I have worked in youth development for more than 20 years, primarily in the non-profit sector assisting teens and families to build effective relationships, solve problems and develop closer ties. I conducted research on youth development, mentoring and the ways parents can build better relationships with their kids which was published in the Journal of Applied Social Science (Dynamic Duos, April 2013.)
About this time my youngest daughter began having health problems. She was fifteen years old when the trouble started. She became very fatigued and started having joint pain. Since I am a lupus patient, I feared the worst, that she might have it too. I took her to doctors, therapists and specialists. Her symptoms became worse and she finally had to drop out of the rigorous academic program she was in.
After a year and a half of appointments and now having to be home schooled, Grace was depressed. She was isolated from her peers since she wasn’t in class every day. She lost a year in school and felt like she was behind in life.
She retreated to online activities and her music. Mercifully, we found a specialist who made a diagnosis: it was an early endocrine problem. Grace began medication and started to feel a little better. But the depression and darkness had changed her. We had decisions to make about her schooling. Would she continue school online, go back to the traditional classroom or find another option? She was disconnected from her friends. Many of them were now a year ahead of her. Would she renew those friendships or have to start over with a new circle of friends? There were so many decisions to make. I felt so distant from her.
I had to walk the line between providing help and letting go. I offered medical care, suggestions about self-care based on my experience, introduction to mentors who may share her journey and then I bit my tongue, a lot! I had to let her make her own discoveries about taking care of herself, physically, emotionally, mentally and spiritually.
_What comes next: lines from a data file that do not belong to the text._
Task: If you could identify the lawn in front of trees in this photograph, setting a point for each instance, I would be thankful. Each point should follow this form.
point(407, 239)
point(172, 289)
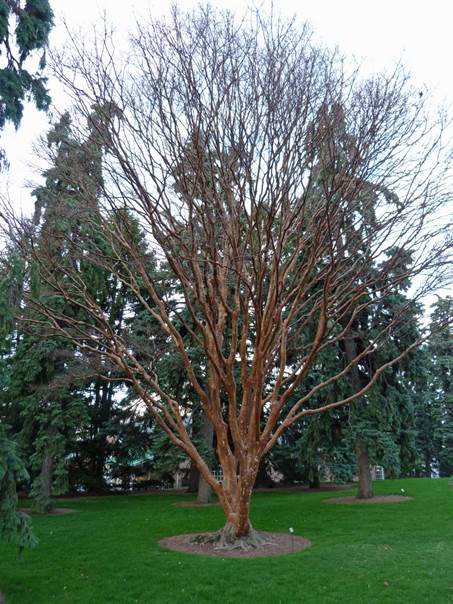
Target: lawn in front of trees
point(108, 552)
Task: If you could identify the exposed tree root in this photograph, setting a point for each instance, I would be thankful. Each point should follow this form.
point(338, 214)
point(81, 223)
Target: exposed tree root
point(226, 539)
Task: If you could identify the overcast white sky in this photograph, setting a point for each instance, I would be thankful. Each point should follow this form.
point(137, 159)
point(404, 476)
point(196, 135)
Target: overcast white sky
point(376, 33)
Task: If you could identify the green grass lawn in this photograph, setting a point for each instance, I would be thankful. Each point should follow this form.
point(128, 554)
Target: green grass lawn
point(108, 552)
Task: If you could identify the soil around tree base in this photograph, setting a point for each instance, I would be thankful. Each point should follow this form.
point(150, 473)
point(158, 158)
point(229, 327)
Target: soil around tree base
point(352, 500)
point(277, 544)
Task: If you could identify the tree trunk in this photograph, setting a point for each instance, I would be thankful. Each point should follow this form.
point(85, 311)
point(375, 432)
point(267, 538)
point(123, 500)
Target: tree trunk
point(204, 494)
point(365, 489)
point(313, 478)
point(194, 478)
point(43, 485)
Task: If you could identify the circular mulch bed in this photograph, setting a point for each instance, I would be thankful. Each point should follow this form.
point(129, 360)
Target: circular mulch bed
point(377, 499)
point(281, 544)
point(52, 512)
point(196, 504)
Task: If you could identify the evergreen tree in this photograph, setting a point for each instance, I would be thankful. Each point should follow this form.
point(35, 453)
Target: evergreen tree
point(440, 350)
point(24, 31)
Grace found solace in her music which I initially judged as dark. I was sure it was feeding her depression. I felt desperate for connection to her because of the isolation of her depression, so I was willing to take connection where she offered it. She actually invited me to listen to songs with her. We listened and I kept my mouth shut! The punk beat and screamo style was tough to sit through at first but I could tell the music was important to her. One of the characters in several of the songs had a death and rebirth experience. I began to get it!
Grace identified with the character. She was going through her own type of death when she lost a year in school and she was emerging with a new persona. In that moment, I realized that she had the skills she needed to interpret the influences around her and create meaning out of the experiences she was having. She was like a butterfly that had to struggle to break free of its cocoon. Communication from the heart was the key to learning when to help and when to let go.